Kids these days.
They're older than they used to be.
For the best young athletes in the Twin Cities, 20 is the new 30.
A flock of young athletes has graduated from puberty to the outskirts of stardom in Minnesota, making the Twins, Timberwolves and Vikings as simultaneously promising as they have been for decades.
Teddy Bridgewater, Anthony Barr, Miguel Sano, Byron Buxton, Karl-Anthony Towns, Andrew Wiggins and Tyus Jones are all between 19 and 23, with only Barr being older than 22. All have adapted to the national stage with the ease of an average teenager adapting to new social media.
Wednesday night, the Timberwolves unveiled the first picks in the last two NBA drafts, as Towns and Wiggins played in an open scrimmage alongside Tyus Jones and Zach LaVine at Target Center. The event drew more than 15,000 fans, and Towns displayed as much personality as game.
Before the scrimmage, he grabbed a mic and welcomed the fans. During the game, he dribbled the length of the floor for a layup, hit a three-pointer, dominated the boards, hit a lefthanded half-hook and even politely kissed coach Flip Saunders' wife the first time he came off the floor.

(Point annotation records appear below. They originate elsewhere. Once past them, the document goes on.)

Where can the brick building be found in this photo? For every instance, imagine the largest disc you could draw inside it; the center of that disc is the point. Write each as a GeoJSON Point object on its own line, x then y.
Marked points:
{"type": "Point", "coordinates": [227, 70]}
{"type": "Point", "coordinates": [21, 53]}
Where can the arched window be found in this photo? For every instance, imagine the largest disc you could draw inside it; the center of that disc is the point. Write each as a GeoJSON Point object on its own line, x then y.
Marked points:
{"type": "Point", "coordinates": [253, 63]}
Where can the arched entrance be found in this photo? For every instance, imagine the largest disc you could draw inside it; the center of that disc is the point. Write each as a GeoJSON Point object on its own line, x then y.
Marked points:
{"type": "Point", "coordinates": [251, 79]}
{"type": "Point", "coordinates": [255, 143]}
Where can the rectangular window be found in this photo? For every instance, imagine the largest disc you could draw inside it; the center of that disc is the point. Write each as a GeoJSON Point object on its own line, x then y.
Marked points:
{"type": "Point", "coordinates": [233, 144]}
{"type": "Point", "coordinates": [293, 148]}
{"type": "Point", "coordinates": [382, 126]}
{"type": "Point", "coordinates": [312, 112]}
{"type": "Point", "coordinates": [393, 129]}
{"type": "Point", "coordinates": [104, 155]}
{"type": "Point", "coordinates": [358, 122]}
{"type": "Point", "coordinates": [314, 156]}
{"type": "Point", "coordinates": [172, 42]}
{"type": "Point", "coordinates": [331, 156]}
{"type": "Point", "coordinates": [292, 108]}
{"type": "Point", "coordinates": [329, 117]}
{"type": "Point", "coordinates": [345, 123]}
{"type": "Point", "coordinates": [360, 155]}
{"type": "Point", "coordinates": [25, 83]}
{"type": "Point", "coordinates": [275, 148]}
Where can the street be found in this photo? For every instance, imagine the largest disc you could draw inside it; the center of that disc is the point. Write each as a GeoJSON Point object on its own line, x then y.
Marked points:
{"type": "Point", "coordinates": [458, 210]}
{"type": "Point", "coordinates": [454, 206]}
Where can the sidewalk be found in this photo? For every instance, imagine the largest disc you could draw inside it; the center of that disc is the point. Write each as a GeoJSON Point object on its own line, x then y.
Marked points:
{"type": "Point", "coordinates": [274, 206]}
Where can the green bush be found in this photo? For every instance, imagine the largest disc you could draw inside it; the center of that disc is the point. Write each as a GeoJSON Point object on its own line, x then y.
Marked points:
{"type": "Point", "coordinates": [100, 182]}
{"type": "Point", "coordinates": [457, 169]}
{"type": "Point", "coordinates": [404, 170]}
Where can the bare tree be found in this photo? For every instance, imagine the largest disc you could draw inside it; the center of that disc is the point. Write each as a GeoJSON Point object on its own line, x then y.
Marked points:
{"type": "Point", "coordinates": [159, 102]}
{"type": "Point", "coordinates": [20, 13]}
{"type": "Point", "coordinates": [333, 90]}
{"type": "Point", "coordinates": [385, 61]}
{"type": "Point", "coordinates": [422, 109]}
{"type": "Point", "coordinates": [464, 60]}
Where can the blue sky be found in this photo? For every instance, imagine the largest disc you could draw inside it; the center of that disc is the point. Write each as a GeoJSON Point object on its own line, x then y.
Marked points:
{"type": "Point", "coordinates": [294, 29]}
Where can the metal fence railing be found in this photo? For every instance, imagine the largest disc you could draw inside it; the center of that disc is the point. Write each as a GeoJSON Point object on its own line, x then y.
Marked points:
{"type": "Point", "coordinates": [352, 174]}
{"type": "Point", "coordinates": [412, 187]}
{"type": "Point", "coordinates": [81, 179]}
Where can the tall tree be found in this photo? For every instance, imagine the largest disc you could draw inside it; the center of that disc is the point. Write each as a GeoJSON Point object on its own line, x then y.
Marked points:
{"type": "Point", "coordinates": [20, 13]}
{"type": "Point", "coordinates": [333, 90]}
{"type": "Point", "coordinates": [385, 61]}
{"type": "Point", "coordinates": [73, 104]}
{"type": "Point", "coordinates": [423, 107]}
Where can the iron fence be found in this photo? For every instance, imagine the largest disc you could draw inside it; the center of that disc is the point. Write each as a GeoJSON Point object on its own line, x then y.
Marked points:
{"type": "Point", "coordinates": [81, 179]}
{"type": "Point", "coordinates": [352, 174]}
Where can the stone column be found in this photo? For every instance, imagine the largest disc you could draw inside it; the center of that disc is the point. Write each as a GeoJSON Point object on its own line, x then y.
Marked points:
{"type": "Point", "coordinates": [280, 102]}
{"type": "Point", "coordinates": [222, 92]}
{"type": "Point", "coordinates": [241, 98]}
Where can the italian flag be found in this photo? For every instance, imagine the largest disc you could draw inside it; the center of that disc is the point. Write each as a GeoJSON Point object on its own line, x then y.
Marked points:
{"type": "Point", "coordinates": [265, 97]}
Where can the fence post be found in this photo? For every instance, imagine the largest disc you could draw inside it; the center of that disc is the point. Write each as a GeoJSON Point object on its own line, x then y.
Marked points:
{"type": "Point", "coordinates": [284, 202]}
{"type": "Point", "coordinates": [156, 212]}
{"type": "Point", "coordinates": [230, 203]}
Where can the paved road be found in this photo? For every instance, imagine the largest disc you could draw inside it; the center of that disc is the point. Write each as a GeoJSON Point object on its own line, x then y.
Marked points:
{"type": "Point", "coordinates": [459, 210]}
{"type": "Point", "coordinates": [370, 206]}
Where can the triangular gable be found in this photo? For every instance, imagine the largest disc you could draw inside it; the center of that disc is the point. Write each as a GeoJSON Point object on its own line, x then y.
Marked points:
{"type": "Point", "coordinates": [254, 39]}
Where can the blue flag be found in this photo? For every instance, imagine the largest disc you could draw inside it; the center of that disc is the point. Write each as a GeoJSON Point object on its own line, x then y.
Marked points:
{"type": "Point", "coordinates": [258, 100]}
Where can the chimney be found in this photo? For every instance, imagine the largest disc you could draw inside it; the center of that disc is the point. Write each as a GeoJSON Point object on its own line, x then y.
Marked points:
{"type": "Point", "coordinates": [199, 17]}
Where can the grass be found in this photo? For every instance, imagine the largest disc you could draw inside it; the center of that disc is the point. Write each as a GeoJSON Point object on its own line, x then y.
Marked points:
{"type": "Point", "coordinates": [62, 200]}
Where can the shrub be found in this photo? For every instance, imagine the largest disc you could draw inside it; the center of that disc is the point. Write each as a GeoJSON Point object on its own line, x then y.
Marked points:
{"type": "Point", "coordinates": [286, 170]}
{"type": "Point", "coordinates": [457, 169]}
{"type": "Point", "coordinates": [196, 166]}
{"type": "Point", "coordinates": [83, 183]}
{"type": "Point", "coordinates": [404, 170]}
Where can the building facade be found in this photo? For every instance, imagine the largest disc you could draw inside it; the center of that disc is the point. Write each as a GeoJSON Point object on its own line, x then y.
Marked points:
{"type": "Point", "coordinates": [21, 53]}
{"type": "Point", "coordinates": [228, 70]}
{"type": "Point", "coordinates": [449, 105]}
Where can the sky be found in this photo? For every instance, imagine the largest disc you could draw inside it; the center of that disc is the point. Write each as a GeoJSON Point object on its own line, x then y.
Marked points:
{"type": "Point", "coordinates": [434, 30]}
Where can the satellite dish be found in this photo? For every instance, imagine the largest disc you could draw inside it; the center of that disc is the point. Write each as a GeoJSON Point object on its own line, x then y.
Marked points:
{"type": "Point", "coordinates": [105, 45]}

Wiggins last year played his best against the best competition, performing better in the NBA than he did in his one year at Kansas. Jones thrived as an eighth-grader on the Apple Valley varsity and as a title-winning freshman at Duke, and looked just as comfortable on the Target Center floor wearing a Wolves uniform as he was playing showcase games there in high school.